Ben Sira 13:17 (The Wisdom of Ben Sira, Cambridge University Press, 1899)
The hired hand, who is not the shepherd and does not own the sheep, sees the wolf coming and leaves the sheep and runs away, and the wolf snatches them and scatters them.
John 10:12
A scribe then approached and said, “Teacher, I will follow you wherever you go.” And Jesus said to him, “Foxes have holes, and birds of the air have nests, but the Son of Man has nowhere to lay his head.”
Matthew 8:19-20
Listen to the lion inside of me. But I would not have you imagine it is the Lion of Judah, the great warrior Haile Salassie. I am at sea. The sea is a sword. The sword opens the heavens like lightning, like the howling of wolves. It cleaves the eye.
Halile Salassie, pray for your children, both enslaved and free.
I am the cloud that opens the moon. I am the storm. I am the storm’s memory. I am the troubled dawn. I’m a man of limited vision. My reach extends only to my fingertips. It cannot exceed my grasp. My vision is limited by the horizon.

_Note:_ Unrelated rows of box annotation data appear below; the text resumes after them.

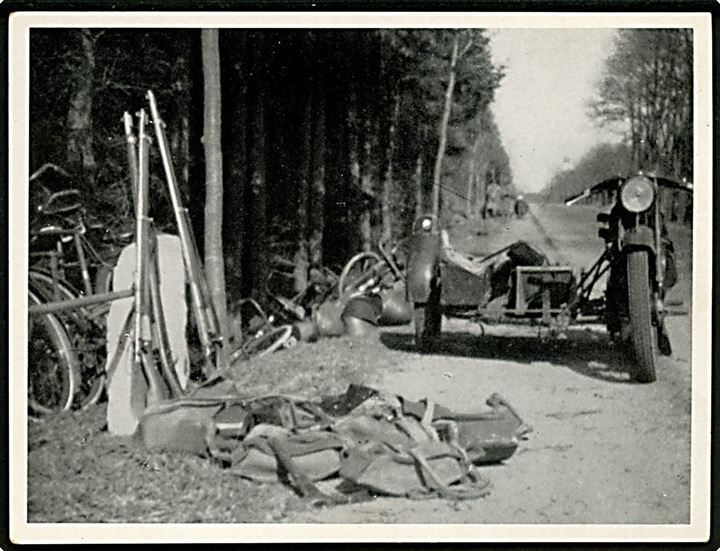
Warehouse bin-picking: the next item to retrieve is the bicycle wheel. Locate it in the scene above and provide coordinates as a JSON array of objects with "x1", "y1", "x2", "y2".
[
  {"x1": 29, "y1": 271, "x2": 106, "y2": 409},
  {"x1": 28, "y1": 291, "x2": 80, "y2": 415},
  {"x1": 338, "y1": 251, "x2": 390, "y2": 296},
  {"x1": 242, "y1": 325, "x2": 292, "y2": 358}
]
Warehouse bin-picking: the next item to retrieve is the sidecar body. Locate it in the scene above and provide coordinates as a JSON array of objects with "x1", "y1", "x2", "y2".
[{"x1": 407, "y1": 216, "x2": 576, "y2": 334}]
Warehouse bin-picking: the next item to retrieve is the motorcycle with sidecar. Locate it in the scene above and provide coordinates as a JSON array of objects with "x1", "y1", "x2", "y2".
[{"x1": 406, "y1": 173, "x2": 692, "y2": 383}]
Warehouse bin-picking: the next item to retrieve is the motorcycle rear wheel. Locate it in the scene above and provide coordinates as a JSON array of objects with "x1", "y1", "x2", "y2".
[
  {"x1": 413, "y1": 288, "x2": 442, "y2": 352},
  {"x1": 626, "y1": 250, "x2": 658, "y2": 383}
]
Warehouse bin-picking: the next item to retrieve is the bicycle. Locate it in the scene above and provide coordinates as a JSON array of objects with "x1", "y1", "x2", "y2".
[
  {"x1": 338, "y1": 240, "x2": 407, "y2": 298},
  {"x1": 28, "y1": 290, "x2": 80, "y2": 415},
  {"x1": 228, "y1": 298, "x2": 297, "y2": 365}
]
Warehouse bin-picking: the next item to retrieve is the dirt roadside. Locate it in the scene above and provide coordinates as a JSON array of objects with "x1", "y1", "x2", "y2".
[{"x1": 283, "y1": 206, "x2": 692, "y2": 524}]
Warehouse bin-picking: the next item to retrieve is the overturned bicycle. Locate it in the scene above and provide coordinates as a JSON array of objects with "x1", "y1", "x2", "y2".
[{"x1": 406, "y1": 173, "x2": 692, "y2": 383}]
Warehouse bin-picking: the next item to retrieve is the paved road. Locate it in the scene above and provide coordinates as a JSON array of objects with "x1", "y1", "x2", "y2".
[{"x1": 288, "y1": 206, "x2": 692, "y2": 524}]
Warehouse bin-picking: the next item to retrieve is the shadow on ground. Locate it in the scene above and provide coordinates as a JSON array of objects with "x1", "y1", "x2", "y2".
[{"x1": 380, "y1": 330, "x2": 631, "y2": 384}]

The raging of the sea is the Lady of the Lake who resides in the throne room of my heart. She holds sway over this blighted vision of mine. Is it the sun I see, or a host of angels singing Holy Holy Holy?
I can see the line between the man and the woman in me. When the night opens with the hope of the northern stars, and the moon is a waning caricature. “Pray for me, Johnny Cash,” she says, her knees folded on the horizon. “Pray for me, Leonard Cohen,” says the moon, “it’s almost dark enough.”
I build a ladder to the sky, built with rungs of I Want. Built with vision of corpuscles, muscles, and viscera. In dreams, I build. In dreams, I build.
The Lady of the Lake, Money Bags Sue, lives at the end of No Trespassing Lane. She’s woe-begone. She carries an empty lantern, in need of oil. O, wise ones, be kind when you hear her plea. She’s gotten the runaround. She’s gotten ahead of herself.
The wolf wanders across the heath. He walks the edges of midnight town. He’ll steal a kiss from grandmother, and steal a bite from the red-hooded girl.
Johnny Cash, won’t you pray baruch for me. Will you walk this line between night & morning? Will you bless this abandoned freight line? You’ve got a fox’s face and a fox’s heart. You’ve got that tricky heart. Your last testament is written on a yellowed sheet stuck in the sound hole of a battered old guitar2.
I’m a citizen of Estival: that door that stretches across the eastern horizon. I meet you there, Ashrey Cohen, blessed in your despair cloak. You are the tumble of the sea. You are the storm that troubles the water.
My fingers are lightening. My fingers are electric wires. The warmth of my fingers restart the lady’s heart.
The Sword of Damocles cleaves the horizon, where dwell portions of eternity. Where dwells the crashing waves. Where dwell the intimate whispers of stormy mornings.
Come, my love: let us journey through that door. Let us find that hidden garden where the male & female become as one spirit.
5.II.2024
William Blake. “Proverbs of Hell.” The Marriage of Heaven and Hell. Oxford University Press, 1975, xviii.
Casie Dodd. “Johnny Cash, Pray for Me.” Oxford American, 2022, pp. 12 - 16.